Patrick poured her a last glass of wine and brought it to her on the living-room sofa.

“Here you are,” he said. “I'm going to bed, now. Don't sit up all night getting pissed.”

“I won't.”

He leaned down to kiss her. His cheeks were downy, with the first traces of a baby beard.

“It's been nice tonight, hasn't it?” she said.

He folded her in a hug. “Yes, it has.”

As he straightened up again, she let the wine give her courage and asked: “You're OK, are you, love? Phil and Carol look after you well, do they?”

“Of course they do. Why, don't I look OK?”

They were too vague, too complicated, the anxieties that had been stirring within her for the last few minutes. All she could say was: “You look pale, that's all.”

Patrick smiled defensively. “We all do,” he said. “Me and all my friends. It's all that junk your generation keeps feeding us.” In a quieter voice, he added: “We're the pale people.”

Without explaining what he meant, Patrick blew his mother one last goodnight kiss; and then she noticed, before he went up to bed, how his eyes lingered again on the mantelpiece photographs.

After her shower the next morning she came out of the bathroom to find that he had opened the door of Miriam's old bedroom, and was standing inside.

She followed him in.

“Not much to see, is there?” she said.

It was just as she had last found it: no furniture, bare floorboards, whitewashed walls. Not a room at all, but a statement: a statement of absence. She imagined her father coming in here every day, standing quite still in the centre, breathing in the nothingness of it. Thinking about Miriam, as he must have thought about her every day, unmoving, inscrutable. Why else would he keep the room this way? It was spotless, too: as conscientously dusted and hoovered as every other room in the house. She could see his logic, even as it repelled her. This was a missing person's room.

“Where's all her stuff?”

Claire shrugged. “I don't know. I've got some of it: you know, the pictures you've seen, a few other bits and pieces, bracelets, a hairbrush, that sort of thing. Some toys—” (she thought her voice was going to crack, but recovered herself) “—from when she was little. I think Dad threw the rest away. Gave away all her furniture, I know that. There were a lot of other things—photograph albums, all her diaries. I don't know what became of them. They've gone for good.” She paced the length of the forlorn, tiny room in three short steps, and stared out of the window at the back garden, frugal and obsessively tidy like everything else at this house. “Do you talk about her much?” she asked. “I mean, do they ever mention her—Philip and Carol?”

“No.”

“But
you
think about her, don't you? I can tell that you do.”

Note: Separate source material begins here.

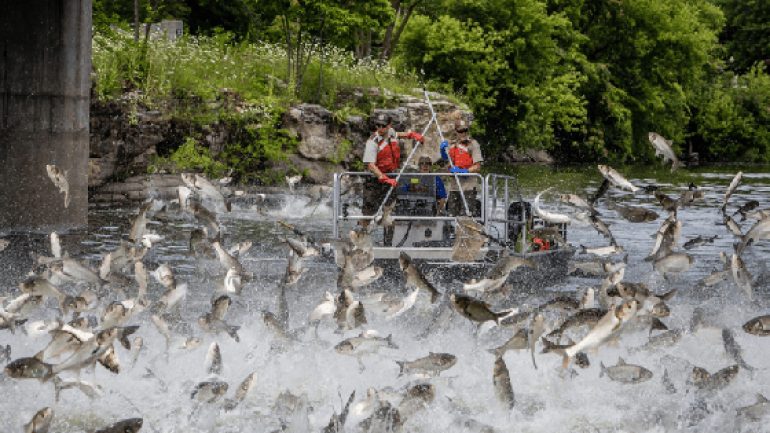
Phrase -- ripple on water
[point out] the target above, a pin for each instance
(547, 398)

Patrick said, “She may still be alive.” And all at once his voice was pleading.

Claire turned on her heel and left the room. “Let's not go there, OK?”

They were out on the landing together now. Patrick pointed up at the trap door in the ceiling.

“How do I get up there?”

“You can't.”

“All it would take is a ladder.”

“There's nothing there. Just junk.”

She stared at him, willing it not to happen. She didn't want this to be his mission.
She
couldn't go through it all again, for one thing; and it was dangerous for him, too. He was too young, too vulnerable to take on something like this.